If you like Spaghetti Carbonara, you’ll love this!
You’ll see by my own photos that I didn’t use Delia’s oven method, but did it all on top of the stove.
450ml carnaroli rice (arroz bomba – yo usé arroz “Nomen Risotto”)
250g cubetti pancetta or chopped bacon (tiras de beícon)
50g butter (mantequilla)
2 medium onions, peeled and finely chopped (cebollas)
1,450ml chicken or vegetable stock (caldo Gallina Blanca, brik)
150g finely grated Pecorino Romano, plus some extra for sprinkling (queso Pecorino o Grana Padano)
2 large eggs (huevos enteros)
4 large egg yolks (yemas de huevo)
2 heaped tablespoons crème fraiche (I used Greek Yoghurt / yogur griego)
Salt and freshly milled black pepper (sal y pimienta)

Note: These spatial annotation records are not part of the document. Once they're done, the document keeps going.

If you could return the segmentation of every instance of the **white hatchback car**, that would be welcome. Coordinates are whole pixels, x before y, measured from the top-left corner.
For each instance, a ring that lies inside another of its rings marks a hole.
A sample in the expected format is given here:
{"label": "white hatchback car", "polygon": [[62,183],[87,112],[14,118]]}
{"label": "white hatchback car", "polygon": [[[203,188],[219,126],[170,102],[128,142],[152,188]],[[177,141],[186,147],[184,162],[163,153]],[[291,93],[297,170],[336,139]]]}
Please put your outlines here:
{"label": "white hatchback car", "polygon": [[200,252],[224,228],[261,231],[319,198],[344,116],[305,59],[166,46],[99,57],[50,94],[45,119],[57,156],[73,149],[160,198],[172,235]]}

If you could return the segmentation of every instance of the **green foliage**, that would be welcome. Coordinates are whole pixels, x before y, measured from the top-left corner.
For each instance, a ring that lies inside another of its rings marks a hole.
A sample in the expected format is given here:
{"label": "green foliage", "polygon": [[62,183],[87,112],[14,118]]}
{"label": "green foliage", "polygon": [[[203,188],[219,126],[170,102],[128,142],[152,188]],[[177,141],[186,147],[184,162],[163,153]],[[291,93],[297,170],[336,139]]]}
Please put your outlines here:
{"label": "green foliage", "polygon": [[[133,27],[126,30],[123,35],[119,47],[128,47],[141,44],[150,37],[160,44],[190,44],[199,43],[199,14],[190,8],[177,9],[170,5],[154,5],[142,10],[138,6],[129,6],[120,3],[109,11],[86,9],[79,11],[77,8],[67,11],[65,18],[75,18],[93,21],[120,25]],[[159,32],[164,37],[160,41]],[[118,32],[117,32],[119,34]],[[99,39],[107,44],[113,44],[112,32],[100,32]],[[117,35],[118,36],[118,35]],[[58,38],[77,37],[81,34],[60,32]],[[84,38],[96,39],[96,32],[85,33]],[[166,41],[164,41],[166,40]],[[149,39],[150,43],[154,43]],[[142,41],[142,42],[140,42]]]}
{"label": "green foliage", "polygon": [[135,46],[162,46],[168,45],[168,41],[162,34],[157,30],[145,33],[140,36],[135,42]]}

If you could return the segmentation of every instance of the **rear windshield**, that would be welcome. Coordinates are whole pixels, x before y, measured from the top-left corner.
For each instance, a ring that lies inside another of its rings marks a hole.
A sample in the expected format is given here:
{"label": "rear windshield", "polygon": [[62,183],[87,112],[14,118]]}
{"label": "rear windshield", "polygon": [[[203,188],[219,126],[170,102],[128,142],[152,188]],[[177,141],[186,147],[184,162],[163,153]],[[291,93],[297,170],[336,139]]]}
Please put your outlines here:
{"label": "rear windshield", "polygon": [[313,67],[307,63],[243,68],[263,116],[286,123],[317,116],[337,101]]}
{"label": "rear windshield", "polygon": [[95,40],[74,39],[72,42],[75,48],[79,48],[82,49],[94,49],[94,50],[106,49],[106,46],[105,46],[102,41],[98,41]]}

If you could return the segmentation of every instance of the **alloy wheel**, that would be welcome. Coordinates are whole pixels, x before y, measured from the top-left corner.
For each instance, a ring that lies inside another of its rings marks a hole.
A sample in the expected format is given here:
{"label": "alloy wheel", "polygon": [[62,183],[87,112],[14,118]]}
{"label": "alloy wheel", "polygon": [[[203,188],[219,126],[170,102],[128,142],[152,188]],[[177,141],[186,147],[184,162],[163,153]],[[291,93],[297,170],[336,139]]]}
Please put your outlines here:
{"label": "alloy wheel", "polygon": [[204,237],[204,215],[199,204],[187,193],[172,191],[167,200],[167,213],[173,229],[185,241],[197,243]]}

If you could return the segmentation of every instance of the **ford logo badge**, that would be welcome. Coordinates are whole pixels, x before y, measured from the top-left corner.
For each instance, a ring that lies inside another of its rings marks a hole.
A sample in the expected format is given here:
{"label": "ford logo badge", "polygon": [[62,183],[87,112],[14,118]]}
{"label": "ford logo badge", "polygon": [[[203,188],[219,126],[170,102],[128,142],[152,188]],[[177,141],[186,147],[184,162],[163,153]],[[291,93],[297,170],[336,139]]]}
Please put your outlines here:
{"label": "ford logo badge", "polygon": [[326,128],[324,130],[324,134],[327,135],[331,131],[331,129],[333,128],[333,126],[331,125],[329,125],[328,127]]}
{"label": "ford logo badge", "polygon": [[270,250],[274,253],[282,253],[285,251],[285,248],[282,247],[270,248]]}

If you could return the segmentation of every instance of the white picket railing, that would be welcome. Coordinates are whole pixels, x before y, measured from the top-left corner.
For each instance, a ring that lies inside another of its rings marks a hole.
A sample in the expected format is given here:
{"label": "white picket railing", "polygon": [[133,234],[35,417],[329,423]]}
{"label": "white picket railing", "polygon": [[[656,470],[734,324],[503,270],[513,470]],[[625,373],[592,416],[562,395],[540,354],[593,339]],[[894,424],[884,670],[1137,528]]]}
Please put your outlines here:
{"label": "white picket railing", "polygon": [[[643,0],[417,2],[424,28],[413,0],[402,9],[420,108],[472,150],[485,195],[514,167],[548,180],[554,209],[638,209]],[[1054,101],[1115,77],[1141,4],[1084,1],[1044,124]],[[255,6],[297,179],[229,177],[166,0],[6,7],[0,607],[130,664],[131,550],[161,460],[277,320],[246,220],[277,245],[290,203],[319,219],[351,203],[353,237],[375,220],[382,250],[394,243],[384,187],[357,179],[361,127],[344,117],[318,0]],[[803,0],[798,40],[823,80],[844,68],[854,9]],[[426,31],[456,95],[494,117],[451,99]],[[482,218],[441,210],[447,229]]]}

You will also need a round ovenproof dish with a diameter of 23 cm, 5 cm deep, placed in the oven when it’s pre-heated.
Pre-heat the oven to 150°C.
First of all, in a large, hot frying pan over a medium heat, fry the pancetta or bacon in its own fat for 4-5 minutes, until it’s crisp and golden and then remove it to a plate.
Next add the butter to the pan, then the onion, turn the heat down to gentle and let the onion soften in the butter for about 5 minutes.
Meanwhile, heat the stock in a small saucepan. Then return the pancetta or bacon to the frying pan and, after that, stir in the rice and move it around until all the grains get a good coating of the buttery juices. Now add the hot stock to the rice, along with some salt and freshly milled black pepper.
Let it all come up to a gentle simmer, then transfer the whole lot to the warmed dish, stir it once and then bake, without covering, on the centre shelf of the oven and set a timer for 20 minutes.
When the time is up, gently stir in the Pecorino, folding and turning the rice grains over and then set the timer for a further 15 minutes.
Meanwhile, whisk the egg, egg yolks and crème fraiche (or Greek Yoghurt) together, then remove the risotto from the oven and gently stir in this mixture, making sure it is well mixed. Leave the risotto for about 2 minutes, by which time the eggs and crème fraîche will have thickened – but no longer, as it will get too thick.
Serve on warm plates with some more Pecorino Romano sprinkled over.